DECEMBER 2011 BAD FAITH CASES SUPERIOR COURT AFFIRMS DENIAL OF BAD FAITH BECAUSE CARRIER RIGHTFULLY DELAYED INVESTIGATING CLAIM UNTIL KEY TESTIMONY AVAILABLE (Superior Court)
In Portside Investors, L.P. v. Northern Insurance Company, the Superior Court heard cross appeals from the Court of Common Pleas of Philadelphia County, which awarded the insured $1.2 million dollars following a non-jury trial. The insured argued that the court erred by finding for the carrier on its bad faith claim. The carrier’s cross-appeal challenges the verdict awarded to the insured in a jury trial on the breach of contract claim.
Specifically, the carrier argues that the evidence fails to support various factual findings, that the insured’s valuation expert was unqualified and articulated an improper formula for determining value, and that the court erred by estopping the carrier from asserting the policy’s limitation of suit provision.
The initial suit arose from the collapse of pier 34 on the Delaware River in Philadelphia. After the insured was denied coverage, it sought a bifurcated trial for bad faith, tried by a judge, and breach of contract, tried by a jury. (See this blog). The judge in the bad faith action rejected the insured’s bad faith allegations, but a jury awarded the insured $1.2 million dollars for the carrier’s breach of contract.
The court first examined the insured’s sole claim on appeal, which challenged the summary judgment entered in favor of the carrier on the insured’s bad faith count. The carrier had originally claimed that it could not proceed with the claim without an examination under oath of Michael Asbell, the owner of the pier that had recently been indicted for his pre-collapse knowledge of the pier’s underwater decay. Asbell had chosen to exert his Fifth Amendment rights and did not testify at all during the course of his criminal case.

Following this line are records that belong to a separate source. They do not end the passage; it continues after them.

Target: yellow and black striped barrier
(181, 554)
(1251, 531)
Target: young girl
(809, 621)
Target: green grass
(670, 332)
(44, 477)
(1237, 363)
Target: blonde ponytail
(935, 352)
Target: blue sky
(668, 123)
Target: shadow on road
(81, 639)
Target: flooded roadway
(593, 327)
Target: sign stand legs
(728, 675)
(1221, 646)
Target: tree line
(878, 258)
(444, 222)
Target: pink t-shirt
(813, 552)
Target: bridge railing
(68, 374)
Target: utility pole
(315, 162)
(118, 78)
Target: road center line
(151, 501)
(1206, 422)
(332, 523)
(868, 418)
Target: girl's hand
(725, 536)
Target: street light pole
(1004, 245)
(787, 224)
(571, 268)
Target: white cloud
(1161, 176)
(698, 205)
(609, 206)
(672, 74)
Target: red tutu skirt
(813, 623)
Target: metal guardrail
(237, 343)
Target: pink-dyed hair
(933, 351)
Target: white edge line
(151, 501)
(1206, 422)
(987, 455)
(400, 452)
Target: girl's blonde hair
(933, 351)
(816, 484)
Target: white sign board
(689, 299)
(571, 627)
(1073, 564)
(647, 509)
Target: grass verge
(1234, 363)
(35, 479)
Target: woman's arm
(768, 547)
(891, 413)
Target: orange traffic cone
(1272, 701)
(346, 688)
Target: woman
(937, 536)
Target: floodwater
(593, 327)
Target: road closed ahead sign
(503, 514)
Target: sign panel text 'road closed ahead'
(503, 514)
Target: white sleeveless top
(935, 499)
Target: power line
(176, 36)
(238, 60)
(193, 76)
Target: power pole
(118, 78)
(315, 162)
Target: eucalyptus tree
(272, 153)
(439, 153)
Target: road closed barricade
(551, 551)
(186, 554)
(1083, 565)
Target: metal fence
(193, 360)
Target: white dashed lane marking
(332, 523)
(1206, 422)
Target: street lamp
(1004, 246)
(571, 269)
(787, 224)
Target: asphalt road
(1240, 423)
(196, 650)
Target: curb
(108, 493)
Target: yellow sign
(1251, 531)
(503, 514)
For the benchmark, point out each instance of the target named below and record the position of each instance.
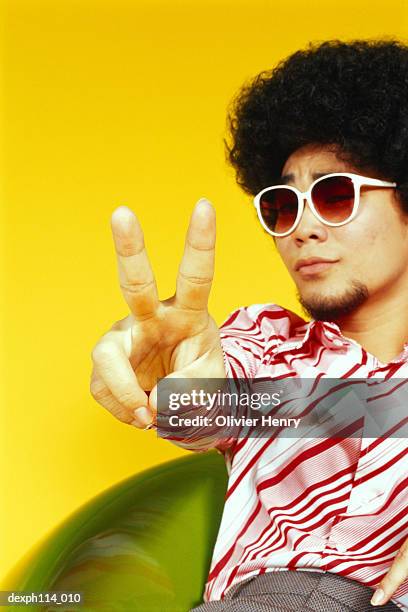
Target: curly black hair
(353, 95)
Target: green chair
(143, 545)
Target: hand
(395, 576)
(176, 337)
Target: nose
(309, 228)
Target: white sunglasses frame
(357, 180)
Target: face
(366, 259)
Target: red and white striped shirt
(324, 504)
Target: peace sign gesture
(174, 337)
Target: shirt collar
(322, 332)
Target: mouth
(314, 265)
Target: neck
(380, 325)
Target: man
(322, 142)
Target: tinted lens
(333, 198)
(279, 209)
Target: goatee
(332, 308)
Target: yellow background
(108, 103)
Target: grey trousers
(301, 590)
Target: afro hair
(353, 95)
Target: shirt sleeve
(243, 344)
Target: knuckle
(196, 280)
(98, 391)
(402, 554)
(136, 287)
(102, 351)
(127, 399)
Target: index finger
(196, 269)
(135, 273)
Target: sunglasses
(333, 199)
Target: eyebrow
(289, 178)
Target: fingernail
(378, 597)
(143, 417)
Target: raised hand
(175, 337)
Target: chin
(333, 307)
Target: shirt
(323, 504)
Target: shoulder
(265, 320)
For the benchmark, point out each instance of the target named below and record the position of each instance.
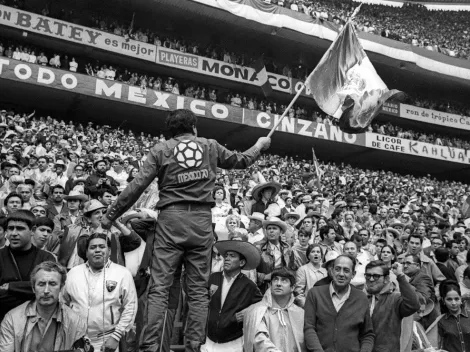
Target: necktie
(372, 300)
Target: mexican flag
(346, 86)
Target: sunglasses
(373, 276)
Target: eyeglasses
(373, 276)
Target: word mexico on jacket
(189, 154)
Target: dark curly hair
(181, 121)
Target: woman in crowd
(308, 274)
(454, 324)
(350, 227)
(298, 256)
(132, 174)
(232, 222)
(388, 255)
(322, 221)
(220, 212)
(239, 210)
(377, 232)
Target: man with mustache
(17, 261)
(337, 316)
(43, 324)
(101, 289)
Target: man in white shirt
(84, 293)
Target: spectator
(309, 274)
(423, 285)
(44, 322)
(42, 232)
(231, 293)
(276, 322)
(18, 260)
(58, 205)
(388, 308)
(325, 307)
(274, 252)
(99, 179)
(88, 301)
(442, 258)
(123, 240)
(328, 243)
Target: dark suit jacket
(52, 211)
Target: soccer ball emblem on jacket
(188, 154)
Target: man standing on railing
(186, 167)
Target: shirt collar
(463, 312)
(108, 263)
(333, 291)
(230, 278)
(32, 311)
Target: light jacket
(120, 299)
(17, 327)
(255, 314)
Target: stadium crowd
(305, 255)
(440, 31)
(199, 91)
(285, 231)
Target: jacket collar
(31, 311)
(463, 312)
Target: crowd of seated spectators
(440, 31)
(57, 180)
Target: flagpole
(356, 10)
(290, 105)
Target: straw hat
(93, 205)
(75, 195)
(276, 222)
(257, 216)
(262, 186)
(246, 249)
(330, 255)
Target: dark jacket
(19, 290)
(177, 183)
(390, 309)
(222, 323)
(446, 271)
(325, 329)
(52, 211)
(119, 245)
(92, 181)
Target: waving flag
(346, 86)
(262, 75)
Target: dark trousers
(181, 237)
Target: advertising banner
(105, 89)
(301, 127)
(409, 147)
(74, 33)
(117, 91)
(435, 117)
(391, 109)
(215, 68)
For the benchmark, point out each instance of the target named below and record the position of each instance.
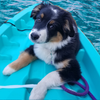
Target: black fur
(30, 50)
(72, 71)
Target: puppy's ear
(36, 10)
(70, 26)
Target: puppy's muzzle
(34, 36)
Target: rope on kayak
(80, 94)
(62, 86)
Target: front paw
(38, 92)
(8, 70)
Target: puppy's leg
(24, 59)
(56, 78)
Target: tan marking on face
(23, 60)
(42, 15)
(52, 21)
(67, 25)
(57, 38)
(66, 63)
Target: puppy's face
(52, 24)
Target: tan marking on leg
(42, 15)
(52, 21)
(23, 60)
(57, 38)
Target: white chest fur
(44, 54)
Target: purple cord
(80, 94)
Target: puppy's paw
(38, 92)
(8, 70)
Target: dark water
(85, 12)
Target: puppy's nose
(34, 36)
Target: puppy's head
(52, 24)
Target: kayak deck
(13, 42)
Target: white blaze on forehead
(42, 35)
(54, 10)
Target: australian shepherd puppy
(57, 42)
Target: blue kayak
(14, 39)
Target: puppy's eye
(38, 20)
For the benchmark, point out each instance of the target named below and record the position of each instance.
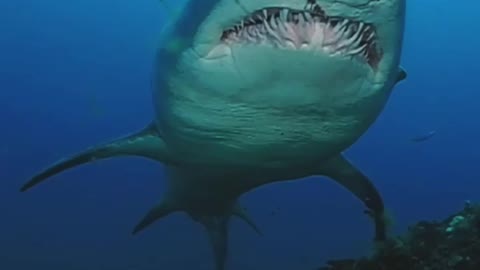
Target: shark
(253, 92)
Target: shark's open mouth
(308, 29)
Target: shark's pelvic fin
(217, 229)
(160, 210)
(402, 75)
(346, 174)
(146, 143)
(241, 213)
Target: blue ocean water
(76, 73)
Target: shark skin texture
(253, 92)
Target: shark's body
(250, 92)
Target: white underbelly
(237, 134)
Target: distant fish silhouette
(424, 137)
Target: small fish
(424, 137)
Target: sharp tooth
(301, 19)
(273, 22)
(284, 15)
(357, 50)
(308, 16)
(370, 37)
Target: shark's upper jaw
(308, 29)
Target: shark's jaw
(309, 29)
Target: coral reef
(451, 244)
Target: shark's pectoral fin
(347, 175)
(146, 143)
(160, 210)
(217, 229)
(241, 213)
(402, 75)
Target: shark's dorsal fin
(146, 143)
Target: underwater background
(75, 73)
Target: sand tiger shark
(252, 92)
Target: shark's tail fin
(146, 143)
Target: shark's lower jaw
(309, 29)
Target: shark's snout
(308, 29)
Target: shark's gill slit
(309, 29)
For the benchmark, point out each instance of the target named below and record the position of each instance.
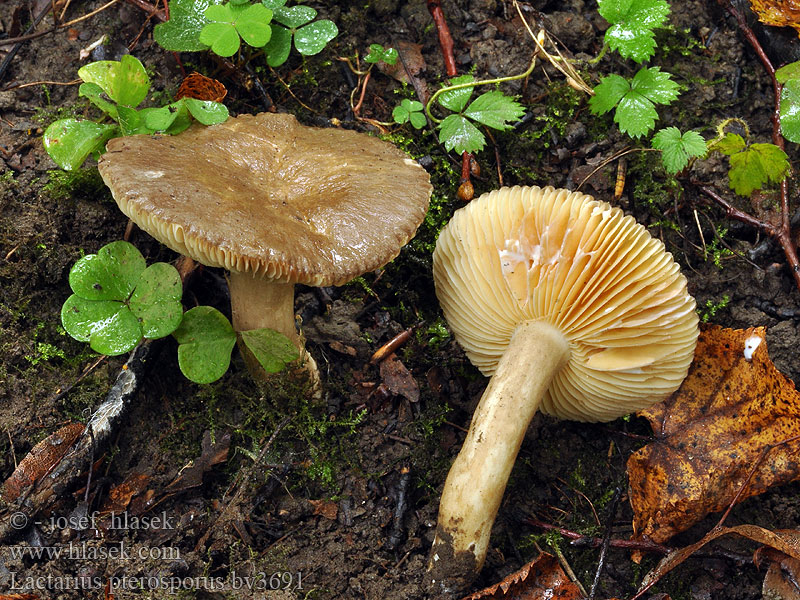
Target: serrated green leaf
(272, 349)
(206, 339)
(494, 109)
(677, 148)
(311, 39)
(207, 112)
(186, 19)
(279, 45)
(655, 85)
(787, 72)
(69, 142)
(608, 93)
(459, 134)
(757, 165)
(253, 25)
(378, 53)
(632, 24)
(730, 144)
(94, 93)
(790, 110)
(635, 115)
(294, 16)
(456, 100)
(156, 300)
(409, 110)
(111, 274)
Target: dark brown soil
(319, 507)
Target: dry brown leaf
(398, 379)
(780, 13)
(785, 542)
(540, 579)
(119, 497)
(325, 508)
(40, 460)
(212, 453)
(710, 434)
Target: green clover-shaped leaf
(790, 110)
(124, 81)
(69, 142)
(272, 349)
(118, 300)
(206, 339)
(186, 20)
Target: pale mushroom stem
(478, 477)
(256, 304)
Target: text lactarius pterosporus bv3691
(573, 309)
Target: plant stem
(461, 86)
(478, 477)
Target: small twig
(38, 34)
(612, 511)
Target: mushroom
(571, 308)
(274, 202)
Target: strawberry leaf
(495, 109)
(677, 148)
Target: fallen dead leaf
(398, 379)
(40, 460)
(711, 432)
(785, 542)
(325, 508)
(780, 13)
(540, 579)
(212, 453)
(119, 497)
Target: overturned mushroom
(573, 309)
(273, 202)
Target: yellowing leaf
(711, 432)
(780, 13)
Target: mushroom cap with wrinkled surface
(265, 195)
(528, 254)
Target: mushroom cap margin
(265, 195)
(529, 253)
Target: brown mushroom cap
(530, 254)
(265, 195)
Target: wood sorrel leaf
(272, 349)
(205, 339)
(69, 142)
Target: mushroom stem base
(258, 304)
(478, 477)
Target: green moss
(81, 183)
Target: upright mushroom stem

However, under the insured’s policy, coverage was unavailable for a loss caused by “decay” unless the decay was “hidden decay.” As the criminal indictment gave reason to believe that Pier 34’s collapse resulted from something other than “hidden decay,” the carrier’s decision to insist on a statement from Asbell as to what he knew prior to collapse was not an exercise in statutory bad faith. Therefore, the court denied the insured’s appeal.
Turning to the carrier’s cross-appeal, the court first examined the contention that the carrier is entitled to judgment notwithstanding the verdict regarding the Actual Cash Value (“ACV”) of the damaged portion of Pier 34 because the insured’s expert, an insurance adjuster, neither was qualified to offer an informed opinion on ACV nor actually offered one at trial.
At trial, the expert testified that the replacement value of the pier was $13 million. However, in light of the policy limit of $4.9 million, replacement would be impossible. Therefore, the expert sought to determine the ACV of the lost section of the pier. He listed several factors to consider when making such a calculation, including depreciation, maintenance, and replacement cost value, and gave a thorough explanation to the court. The carrier’s cross-examination at trial consisted of attacks upon the expert’s training and experience. The carrier also introduced testimony to prove that the ACV was really $0.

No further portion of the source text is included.